Food For Thought

Informed consumers make healthier choices eating in or dining out.

Understanding the nutritional content of food is important, says Lauren Mitchell, a senior in dietetics. She summarized current research as part of her “Fast Food Findings” presentation in a food science and human nutrition communications class.

Mitchell found that about half of fast food restaurants provide customers with nutritional information, but not on the menu. She found that customers don’t look at the nutritional information if it’s not on the menu.

In fact, the studies she reviewed showed that only six people out of 4,311 actually read the information posted on walls or the counter before ordering. Her solution—post the calorie content beside each menu item.

“I think people will still eat out even if the calories are posted, but they may choose smaller serving sizes,” Mitchell says.

The articles she reviewed indicated that most families choose fast food because it’s convenient, inexpensive and they like the taste of the food. She also found that 25 percent of Americans eat out every day and spent 49 percent of their food budget outside the home in 2006.

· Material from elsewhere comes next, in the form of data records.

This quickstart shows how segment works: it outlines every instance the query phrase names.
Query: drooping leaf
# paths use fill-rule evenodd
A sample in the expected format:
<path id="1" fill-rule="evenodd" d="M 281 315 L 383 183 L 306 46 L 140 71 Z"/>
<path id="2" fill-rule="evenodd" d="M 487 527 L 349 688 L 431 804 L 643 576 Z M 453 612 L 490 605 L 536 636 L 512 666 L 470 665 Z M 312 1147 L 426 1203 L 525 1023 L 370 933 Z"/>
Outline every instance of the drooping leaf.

The key to eating nutritional meals, Mitchell says, is planning. If you do eat out, she suggests choosing healthier options, smaller portions and reading the nutritional information. Although she eats fast food on occasion, she prefers to cook her meals. She believes there’s a general misconception in today’s culture that it’s difficult to cook.

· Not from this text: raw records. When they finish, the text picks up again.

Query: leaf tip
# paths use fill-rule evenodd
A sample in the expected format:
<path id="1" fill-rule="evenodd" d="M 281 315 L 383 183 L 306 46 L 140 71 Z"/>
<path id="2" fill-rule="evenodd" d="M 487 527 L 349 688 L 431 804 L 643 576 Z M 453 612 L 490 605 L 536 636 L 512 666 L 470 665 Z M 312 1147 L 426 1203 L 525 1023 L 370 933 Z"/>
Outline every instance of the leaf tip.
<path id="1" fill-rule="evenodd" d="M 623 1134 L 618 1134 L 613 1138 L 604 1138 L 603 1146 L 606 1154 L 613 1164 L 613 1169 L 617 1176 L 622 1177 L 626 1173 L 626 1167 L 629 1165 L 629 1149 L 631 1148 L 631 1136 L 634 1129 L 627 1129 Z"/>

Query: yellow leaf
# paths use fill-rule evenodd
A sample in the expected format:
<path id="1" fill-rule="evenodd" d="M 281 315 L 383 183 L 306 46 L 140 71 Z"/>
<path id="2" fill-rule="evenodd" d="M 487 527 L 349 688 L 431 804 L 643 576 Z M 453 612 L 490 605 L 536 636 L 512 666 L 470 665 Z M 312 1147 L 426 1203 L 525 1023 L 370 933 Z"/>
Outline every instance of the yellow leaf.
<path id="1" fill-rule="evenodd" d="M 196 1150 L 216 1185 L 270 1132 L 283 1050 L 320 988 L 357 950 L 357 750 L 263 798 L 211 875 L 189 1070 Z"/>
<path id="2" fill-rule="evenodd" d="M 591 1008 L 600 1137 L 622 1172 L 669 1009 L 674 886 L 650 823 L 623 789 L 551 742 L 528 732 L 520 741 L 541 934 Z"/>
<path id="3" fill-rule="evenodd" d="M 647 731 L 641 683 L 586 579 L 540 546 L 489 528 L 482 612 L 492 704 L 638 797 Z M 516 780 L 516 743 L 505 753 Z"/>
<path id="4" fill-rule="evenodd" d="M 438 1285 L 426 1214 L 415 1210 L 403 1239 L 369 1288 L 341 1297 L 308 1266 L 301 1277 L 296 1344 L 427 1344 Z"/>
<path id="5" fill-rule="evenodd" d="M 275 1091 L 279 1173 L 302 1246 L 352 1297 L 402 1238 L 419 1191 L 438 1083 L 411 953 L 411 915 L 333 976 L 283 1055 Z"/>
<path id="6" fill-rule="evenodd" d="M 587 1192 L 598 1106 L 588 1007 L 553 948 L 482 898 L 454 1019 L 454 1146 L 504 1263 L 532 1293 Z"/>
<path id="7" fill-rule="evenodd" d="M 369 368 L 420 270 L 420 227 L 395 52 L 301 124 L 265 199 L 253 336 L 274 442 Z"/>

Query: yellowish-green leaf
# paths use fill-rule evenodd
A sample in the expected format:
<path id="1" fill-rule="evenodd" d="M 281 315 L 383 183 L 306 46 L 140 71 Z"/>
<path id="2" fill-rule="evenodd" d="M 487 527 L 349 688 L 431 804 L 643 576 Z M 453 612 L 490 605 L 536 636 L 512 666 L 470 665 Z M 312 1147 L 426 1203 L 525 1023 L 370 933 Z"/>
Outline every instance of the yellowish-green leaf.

“If you can read a recipe, you can cook,” Mitchell says.

She attributes her love for food to her large family and nine years of cooking and exhibiting food projects through 4-H. She’s also a proponent of taking time to eat three meals a day.

“Eating is more than nourishing your body,” Mitchell says. “When people talk about their favorite memories, most of those are tied to food.”

Since she transferred from Iowa Central Community College she’s visited a Meredith test kitchen and volunteered at the Food and Wine Expo in Des Moines. She also became one of the first peer mentors in the food science and human nutrition department’s transfer student learning community.

This year, Mitchell is excited to work as a teaching assistant for the Pasta Pasta Cooking Workshop. She’s also been involved in Collegiate 4-H, the Student Dietetic Association and the culinary science club.

Mitchell says she’s undecided about her plans after she completes her internship next year. She has an interest in serving as a community-based dietician, which means she would be working to change eating behaviors at the community level or helping people understand the nutritional information on labels and in restaurants.